For various reasons, I have found myself faced with some rather complex problems of a mathematical nature. Namely, what are all the unique combinations of an array of elements [a,b,c,d] => ab, bc, acd & etc etc. You get the idea.

I can compute the answer, but I am using recursion and it breaks my computer quite fast. 8 elements takes 30 seconds and 9 elements ... well, I gave up waiting after 5 minutes.

Some research for a better algorihtm led me to complexity theory and specifically a set of problems known as NP-complete or Non-deterministic Polynomial time.

From our friends at Wikipedia:
In computational complexity theory, NP ("Non-deterministic Polynomial time") is the set of decision problems solvable in polynomial time on a non-deterministic Turing machine. Equivalently, it is the set of problems whose solutions can be "verified" by a deterministic Turing machine in polynomial time.


My knowledge finds it's limit at Wikipedia ... going through some of the theories to try and find some sort apporimation alogirthm is doing my head in. If any of the mathematically inclined what to take a stab at it I will buy you many beers.

Did you know there is such a thing as recreational mathematics?

Madness.

Update: now I am looking at Diophantine linear equations. Don't ask.

8 comments:

elaine said...

what you want is a book called Numerical Recipes in C. There're also versions in C++ and FORTRAN. Oh and I seem to recall you can download chapters from the internet.

Or I can give you the phone number of an ex-boyfriend. He does this shit (but waaaaaay harder) for fun. His idea of a GOOD weekend is to lie down on the loungeroom floor with A2 paper and slve maths problems. Then code them if need be to get a solution.


Insanity.

But yeah. If you need help with this maths bizzo, you know where to find me.

elaine said...

ps I know you won't be coding in any of these languages but the methods and principles will help you out about where to start.

_nothing_ said...

Elaine, you're a genius. I must admit I was hoping you would have some ideas.

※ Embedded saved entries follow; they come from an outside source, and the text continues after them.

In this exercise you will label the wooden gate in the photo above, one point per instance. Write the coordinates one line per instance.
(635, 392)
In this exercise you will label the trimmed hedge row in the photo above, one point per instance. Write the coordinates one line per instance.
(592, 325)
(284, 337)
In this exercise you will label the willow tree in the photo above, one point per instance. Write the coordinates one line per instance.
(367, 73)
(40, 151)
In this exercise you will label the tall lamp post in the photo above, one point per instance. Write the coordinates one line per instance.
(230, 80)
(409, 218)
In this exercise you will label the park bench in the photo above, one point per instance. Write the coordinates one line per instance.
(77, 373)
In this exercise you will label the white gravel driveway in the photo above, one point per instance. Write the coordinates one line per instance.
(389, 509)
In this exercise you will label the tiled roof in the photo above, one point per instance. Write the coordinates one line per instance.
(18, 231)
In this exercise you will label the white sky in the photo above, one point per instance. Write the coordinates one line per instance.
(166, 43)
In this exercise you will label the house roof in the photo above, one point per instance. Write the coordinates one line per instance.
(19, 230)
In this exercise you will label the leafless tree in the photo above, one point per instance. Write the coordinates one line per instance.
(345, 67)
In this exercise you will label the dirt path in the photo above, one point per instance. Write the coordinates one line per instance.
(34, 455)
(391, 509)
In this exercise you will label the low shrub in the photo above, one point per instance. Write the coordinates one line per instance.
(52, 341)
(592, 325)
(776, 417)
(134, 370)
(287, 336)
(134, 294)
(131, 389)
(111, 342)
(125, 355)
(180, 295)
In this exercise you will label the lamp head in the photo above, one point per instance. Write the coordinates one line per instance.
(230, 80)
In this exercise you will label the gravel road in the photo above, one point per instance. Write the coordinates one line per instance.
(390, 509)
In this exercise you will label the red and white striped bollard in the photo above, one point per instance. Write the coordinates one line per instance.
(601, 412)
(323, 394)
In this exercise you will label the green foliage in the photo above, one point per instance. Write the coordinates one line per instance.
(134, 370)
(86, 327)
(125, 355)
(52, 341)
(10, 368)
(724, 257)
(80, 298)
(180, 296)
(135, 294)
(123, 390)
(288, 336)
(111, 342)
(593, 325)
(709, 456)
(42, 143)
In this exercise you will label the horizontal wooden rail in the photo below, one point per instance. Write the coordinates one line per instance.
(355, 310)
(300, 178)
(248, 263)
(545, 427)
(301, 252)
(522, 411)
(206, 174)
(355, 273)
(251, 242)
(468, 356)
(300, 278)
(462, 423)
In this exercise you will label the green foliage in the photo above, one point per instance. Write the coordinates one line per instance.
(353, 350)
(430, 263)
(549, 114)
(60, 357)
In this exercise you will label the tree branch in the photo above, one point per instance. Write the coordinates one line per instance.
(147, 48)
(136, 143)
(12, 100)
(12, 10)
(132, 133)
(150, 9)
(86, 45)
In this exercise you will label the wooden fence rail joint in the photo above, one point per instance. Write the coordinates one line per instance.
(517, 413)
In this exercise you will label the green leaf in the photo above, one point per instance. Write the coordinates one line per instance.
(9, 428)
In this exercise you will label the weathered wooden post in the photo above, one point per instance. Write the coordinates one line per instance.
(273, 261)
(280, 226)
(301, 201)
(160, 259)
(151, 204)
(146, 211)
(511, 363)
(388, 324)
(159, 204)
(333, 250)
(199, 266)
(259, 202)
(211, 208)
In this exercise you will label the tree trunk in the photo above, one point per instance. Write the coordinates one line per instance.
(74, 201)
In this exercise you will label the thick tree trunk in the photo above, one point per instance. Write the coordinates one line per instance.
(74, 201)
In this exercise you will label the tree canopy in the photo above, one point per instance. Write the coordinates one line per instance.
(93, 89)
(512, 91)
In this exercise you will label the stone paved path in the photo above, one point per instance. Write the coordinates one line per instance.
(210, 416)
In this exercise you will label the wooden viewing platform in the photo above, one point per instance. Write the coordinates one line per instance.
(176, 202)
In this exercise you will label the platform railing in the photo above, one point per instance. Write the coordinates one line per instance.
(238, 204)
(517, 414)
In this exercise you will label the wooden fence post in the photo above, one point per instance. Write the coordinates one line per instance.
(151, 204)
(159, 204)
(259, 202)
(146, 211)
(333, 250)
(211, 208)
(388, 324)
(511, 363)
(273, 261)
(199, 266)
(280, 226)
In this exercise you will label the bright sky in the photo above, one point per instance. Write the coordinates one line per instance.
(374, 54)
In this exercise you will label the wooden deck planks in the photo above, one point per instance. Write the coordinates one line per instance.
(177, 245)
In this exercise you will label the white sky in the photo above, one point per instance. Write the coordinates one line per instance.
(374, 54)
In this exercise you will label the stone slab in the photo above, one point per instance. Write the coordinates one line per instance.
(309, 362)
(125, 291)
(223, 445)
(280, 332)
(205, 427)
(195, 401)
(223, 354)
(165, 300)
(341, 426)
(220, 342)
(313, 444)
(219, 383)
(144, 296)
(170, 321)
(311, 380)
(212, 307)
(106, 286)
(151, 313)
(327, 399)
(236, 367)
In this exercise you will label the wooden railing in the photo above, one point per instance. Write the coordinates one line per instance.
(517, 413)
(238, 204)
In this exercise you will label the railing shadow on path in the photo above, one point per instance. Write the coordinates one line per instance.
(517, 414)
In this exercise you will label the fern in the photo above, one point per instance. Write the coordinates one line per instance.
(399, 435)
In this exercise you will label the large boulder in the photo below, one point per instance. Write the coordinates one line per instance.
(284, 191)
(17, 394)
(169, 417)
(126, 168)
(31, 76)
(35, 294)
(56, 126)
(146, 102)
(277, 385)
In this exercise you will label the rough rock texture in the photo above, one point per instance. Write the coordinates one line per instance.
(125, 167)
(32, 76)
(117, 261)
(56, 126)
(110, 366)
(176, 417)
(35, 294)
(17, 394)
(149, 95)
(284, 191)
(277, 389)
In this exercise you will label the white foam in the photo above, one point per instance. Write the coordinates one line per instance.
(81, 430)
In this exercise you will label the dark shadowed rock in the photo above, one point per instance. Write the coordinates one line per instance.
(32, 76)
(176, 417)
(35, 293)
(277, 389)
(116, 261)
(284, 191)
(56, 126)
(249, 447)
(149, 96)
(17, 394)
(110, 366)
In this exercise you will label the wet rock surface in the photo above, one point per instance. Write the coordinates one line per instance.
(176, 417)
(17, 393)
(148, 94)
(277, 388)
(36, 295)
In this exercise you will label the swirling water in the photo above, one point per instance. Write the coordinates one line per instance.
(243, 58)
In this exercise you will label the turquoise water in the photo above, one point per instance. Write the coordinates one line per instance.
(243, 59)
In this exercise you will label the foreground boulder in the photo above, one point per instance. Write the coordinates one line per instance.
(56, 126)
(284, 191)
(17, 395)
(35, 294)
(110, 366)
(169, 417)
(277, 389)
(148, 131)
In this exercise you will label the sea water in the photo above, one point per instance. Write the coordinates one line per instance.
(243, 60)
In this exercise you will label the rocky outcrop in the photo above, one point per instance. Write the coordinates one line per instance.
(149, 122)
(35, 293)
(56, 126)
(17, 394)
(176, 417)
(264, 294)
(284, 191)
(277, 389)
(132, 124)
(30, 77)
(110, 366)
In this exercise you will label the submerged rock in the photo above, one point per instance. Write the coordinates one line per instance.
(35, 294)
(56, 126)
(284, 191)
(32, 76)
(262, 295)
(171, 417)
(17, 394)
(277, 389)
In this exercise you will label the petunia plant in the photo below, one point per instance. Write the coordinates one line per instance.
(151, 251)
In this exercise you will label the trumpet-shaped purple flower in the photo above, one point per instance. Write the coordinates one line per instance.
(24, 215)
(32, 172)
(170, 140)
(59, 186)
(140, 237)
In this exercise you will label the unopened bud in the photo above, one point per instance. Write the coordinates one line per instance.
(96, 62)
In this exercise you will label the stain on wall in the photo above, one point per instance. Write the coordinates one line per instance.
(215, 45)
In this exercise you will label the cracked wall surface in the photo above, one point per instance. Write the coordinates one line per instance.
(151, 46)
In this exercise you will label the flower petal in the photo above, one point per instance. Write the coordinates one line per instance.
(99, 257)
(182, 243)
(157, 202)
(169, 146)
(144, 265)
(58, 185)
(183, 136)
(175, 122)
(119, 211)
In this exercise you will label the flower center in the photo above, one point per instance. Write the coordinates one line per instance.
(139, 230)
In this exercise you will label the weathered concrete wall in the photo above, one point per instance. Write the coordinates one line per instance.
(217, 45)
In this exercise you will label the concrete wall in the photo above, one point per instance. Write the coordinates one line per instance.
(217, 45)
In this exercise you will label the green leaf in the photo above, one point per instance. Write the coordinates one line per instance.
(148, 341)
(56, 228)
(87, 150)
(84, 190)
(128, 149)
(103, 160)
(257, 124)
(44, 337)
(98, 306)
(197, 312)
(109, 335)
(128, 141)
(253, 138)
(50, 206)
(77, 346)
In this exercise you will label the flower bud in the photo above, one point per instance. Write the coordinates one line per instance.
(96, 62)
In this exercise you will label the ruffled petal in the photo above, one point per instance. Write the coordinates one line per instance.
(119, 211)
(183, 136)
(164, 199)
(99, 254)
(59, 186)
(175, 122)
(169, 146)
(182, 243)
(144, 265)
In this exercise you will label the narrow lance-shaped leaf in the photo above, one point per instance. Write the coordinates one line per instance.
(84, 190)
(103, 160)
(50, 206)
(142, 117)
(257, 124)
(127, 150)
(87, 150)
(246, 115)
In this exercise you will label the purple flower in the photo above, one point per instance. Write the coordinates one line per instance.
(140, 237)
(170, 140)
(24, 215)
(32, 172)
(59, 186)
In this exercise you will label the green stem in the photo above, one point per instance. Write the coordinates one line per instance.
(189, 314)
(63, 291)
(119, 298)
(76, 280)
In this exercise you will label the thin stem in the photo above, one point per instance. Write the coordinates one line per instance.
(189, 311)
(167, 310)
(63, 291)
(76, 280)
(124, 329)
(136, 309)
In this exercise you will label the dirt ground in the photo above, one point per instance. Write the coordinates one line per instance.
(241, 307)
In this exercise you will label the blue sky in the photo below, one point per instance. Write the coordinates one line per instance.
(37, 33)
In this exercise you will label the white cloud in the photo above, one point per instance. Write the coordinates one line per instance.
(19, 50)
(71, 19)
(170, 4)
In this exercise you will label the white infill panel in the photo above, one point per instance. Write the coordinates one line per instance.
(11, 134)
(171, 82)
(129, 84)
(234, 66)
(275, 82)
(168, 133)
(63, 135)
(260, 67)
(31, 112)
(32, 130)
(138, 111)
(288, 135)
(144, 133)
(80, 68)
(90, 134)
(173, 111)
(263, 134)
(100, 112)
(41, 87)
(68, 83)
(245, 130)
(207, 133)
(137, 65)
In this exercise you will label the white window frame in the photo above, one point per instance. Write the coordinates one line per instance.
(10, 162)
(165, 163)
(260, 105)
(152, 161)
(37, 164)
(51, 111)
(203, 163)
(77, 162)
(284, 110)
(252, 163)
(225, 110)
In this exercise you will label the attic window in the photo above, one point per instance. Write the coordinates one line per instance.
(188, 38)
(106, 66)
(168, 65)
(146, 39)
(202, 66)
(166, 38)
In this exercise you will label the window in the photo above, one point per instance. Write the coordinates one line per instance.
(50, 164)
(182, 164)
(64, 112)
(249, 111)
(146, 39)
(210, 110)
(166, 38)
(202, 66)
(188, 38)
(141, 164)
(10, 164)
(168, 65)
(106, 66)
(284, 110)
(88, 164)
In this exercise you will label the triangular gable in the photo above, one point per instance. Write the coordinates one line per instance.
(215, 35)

I just need the algorithm - the code practically writes itself.

Look what I found out:
http://www.nr.com/

_nothing_ said...

Elaine, you're a genius. I must admit I was hoping you would have some ideas.

I just need the algorithm - the code practically writes itself.

Look what I found out:
http://www.nr.com/

elaine said...

no problem. If it doesn't have what you need, give me more clues and I'll see what else I can think of.

elaine said...

also. Not genius. Just an ex scientician who was made to write code with no one to tell me how to write code.

elaine: ok. how do I go about doing that?

supervisor: go and write some code

elaine: how do I do that? Um I took computational physics in 3rd year but I don't think that's going to help.

supervisor: read the manual. get a book from the library. go away and teach yourself.

helpful.

_nothing_ said...

That's how I feel about this maths malarky ... programmer who has to do maths by reading the manual.

Today I am learning about Permutations.

elaine said...

but maths is logical. if you follow the rules, which admittedly are sometimes absurdly hard, it works. coding isn't like that. coding is like learning a stupid language like english.

you learn the rules but sometimes, for no particular reason, you just can't use them.

maybe i'm just not good at programming.